Deux provinces, deux législations

Jacques Vadeboncoeur, propriétaire de la Pourvoirie des sportifs, en Outaouais, déplore le fait que deux législations existent pour le même cours d’eau, soit la rivière des Outaouais.

« En Ontario, ils ont le droit d’utiliser un appât vivant, même si c’est la même eau, la même roche, le même sable », dénonce M. Vadeboncoeur.

« On n’est même pas à un kilomètre. On voit même leurs cabanes ! » a-t-il ajouté.

Le pêcheur sait d’ailleurs que certains sportifs préfèrent se rendre de l’autre côté de la frontière provinciale pour pratiquer leur sport. D’autres ont simplement abandonné la pratique de l’activité.
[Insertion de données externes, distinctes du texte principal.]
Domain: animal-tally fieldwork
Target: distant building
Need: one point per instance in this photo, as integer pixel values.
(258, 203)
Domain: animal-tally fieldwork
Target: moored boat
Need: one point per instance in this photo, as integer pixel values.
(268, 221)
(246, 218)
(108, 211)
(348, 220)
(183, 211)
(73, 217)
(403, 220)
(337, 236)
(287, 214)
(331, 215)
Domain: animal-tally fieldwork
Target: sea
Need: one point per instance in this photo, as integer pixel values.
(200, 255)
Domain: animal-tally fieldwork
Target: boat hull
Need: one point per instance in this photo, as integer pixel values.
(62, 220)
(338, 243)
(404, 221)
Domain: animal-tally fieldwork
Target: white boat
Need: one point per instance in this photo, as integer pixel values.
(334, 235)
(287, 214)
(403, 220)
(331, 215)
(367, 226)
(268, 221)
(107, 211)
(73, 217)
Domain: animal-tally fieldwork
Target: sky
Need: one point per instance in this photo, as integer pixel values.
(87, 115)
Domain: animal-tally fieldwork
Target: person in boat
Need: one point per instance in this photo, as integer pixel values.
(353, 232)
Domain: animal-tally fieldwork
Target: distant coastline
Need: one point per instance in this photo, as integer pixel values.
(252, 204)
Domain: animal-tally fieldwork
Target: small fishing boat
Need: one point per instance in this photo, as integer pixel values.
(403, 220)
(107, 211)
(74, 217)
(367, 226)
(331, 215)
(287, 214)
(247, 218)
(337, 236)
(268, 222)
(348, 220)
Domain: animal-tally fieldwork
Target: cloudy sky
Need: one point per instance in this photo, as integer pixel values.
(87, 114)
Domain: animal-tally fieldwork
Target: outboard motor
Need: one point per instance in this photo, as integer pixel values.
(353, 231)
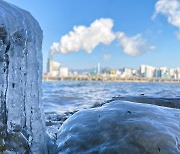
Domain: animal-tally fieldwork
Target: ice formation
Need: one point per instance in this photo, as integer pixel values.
(22, 126)
(122, 127)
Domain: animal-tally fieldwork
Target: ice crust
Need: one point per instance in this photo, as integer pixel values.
(122, 127)
(22, 125)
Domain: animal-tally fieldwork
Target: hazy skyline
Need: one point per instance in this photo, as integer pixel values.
(115, 33)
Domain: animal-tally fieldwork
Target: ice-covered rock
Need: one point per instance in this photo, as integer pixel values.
(122, 127)
(22, 126)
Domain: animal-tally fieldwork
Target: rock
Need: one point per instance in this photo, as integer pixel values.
(22, 123)
(122, 127)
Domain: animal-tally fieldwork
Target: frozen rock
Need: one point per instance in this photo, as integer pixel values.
(122, 127)
(22, 125)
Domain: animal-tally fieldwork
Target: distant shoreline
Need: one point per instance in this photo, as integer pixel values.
(111, 79)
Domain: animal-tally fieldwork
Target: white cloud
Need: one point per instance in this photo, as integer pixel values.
(100, 31)
(134, 46)
(86, 38)
(170, 9)
(106, 57)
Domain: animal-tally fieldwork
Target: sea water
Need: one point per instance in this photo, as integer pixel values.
(69, 96)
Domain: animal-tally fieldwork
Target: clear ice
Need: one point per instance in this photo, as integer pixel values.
(22, 125)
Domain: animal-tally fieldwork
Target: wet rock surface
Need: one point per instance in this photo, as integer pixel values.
(122, 127)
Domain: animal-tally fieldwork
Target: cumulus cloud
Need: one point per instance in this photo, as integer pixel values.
(170, 9)
(106, 57)
(86, 38)
(134, 46)
(99, 32)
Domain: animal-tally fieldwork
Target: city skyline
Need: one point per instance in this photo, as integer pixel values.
(146, 25)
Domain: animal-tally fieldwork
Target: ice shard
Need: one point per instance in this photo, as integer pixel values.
(122, 127)
(22, 126)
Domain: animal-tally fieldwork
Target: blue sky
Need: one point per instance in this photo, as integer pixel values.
(58, 17)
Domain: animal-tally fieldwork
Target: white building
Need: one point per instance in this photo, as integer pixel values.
(53, 67)
(63, 71)
(147, 71)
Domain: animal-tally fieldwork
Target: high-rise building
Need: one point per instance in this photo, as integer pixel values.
(53, 67)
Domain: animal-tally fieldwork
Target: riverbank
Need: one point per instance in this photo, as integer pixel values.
(110, 79)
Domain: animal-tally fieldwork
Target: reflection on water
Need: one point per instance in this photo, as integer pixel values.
(61, 96)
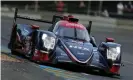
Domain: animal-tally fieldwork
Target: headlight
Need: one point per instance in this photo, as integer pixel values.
(112, 53)
(48, 42)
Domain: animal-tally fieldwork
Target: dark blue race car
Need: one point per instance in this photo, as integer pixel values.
(66, 41)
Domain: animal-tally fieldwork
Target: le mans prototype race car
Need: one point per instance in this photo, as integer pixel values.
(66, 41)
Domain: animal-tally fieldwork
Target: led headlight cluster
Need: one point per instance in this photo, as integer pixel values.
(48, 42)
(112, 53)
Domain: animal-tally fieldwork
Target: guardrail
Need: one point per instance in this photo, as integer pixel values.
(97, 20)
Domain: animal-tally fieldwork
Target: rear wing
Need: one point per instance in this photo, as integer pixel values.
(54, 20)
(55, 17)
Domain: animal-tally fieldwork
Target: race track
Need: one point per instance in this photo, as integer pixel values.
(26, 70)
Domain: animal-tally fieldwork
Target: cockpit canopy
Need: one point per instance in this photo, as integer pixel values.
(71, 30)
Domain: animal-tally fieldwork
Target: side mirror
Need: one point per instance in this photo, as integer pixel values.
(110, 40)
(89, 27)
(35, 27)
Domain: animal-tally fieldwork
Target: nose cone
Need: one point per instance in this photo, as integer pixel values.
(81, 50)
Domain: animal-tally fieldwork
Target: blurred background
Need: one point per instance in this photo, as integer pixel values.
(115, 9)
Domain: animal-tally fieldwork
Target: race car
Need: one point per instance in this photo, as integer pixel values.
(66, 41)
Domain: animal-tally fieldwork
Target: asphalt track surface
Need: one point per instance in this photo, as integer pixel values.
(26, 70)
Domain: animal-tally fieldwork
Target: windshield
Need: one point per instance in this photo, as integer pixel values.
(74, 33)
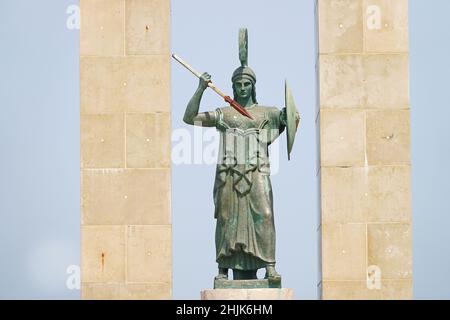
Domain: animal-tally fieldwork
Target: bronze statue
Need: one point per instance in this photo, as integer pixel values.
(245, 230)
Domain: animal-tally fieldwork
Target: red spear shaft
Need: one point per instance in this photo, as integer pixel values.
(232, 103)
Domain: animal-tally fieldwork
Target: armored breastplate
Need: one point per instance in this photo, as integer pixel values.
(243, 145)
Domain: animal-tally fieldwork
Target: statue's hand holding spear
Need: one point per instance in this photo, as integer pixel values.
(205, 81)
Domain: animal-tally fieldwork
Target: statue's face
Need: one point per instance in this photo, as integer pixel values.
(243, 88)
« Moi, personnellement, je vais vendre mes cabanes. Ça donne rien de continuer un autre quatre ans parce que je l’ai vu, le déclin », a-t-il ajouté.

Certifier les producteurs

Pour le député péquiste Sylvain Roy, il est évident que le gouvernement a opté pour la solution facile au lieu d’essayer de résoudre le problème avec les gens du milieu.

Selon lui, il faut certifier l’expertise des producteurs de poissons-appâts et donner des amendes extrêmement salées à ceux qui ne respectent pas la loi.

« Interdire l’utilisation du poisson-appât vivant de manière systématique, ce n’était pas la solution. On a tué l’industrie, point à la ligne », a-t-il dit.

« Le gouvernement Couillard a consulté les acteurs, mais on ne les a pas écoutés », a-t-il ajouté.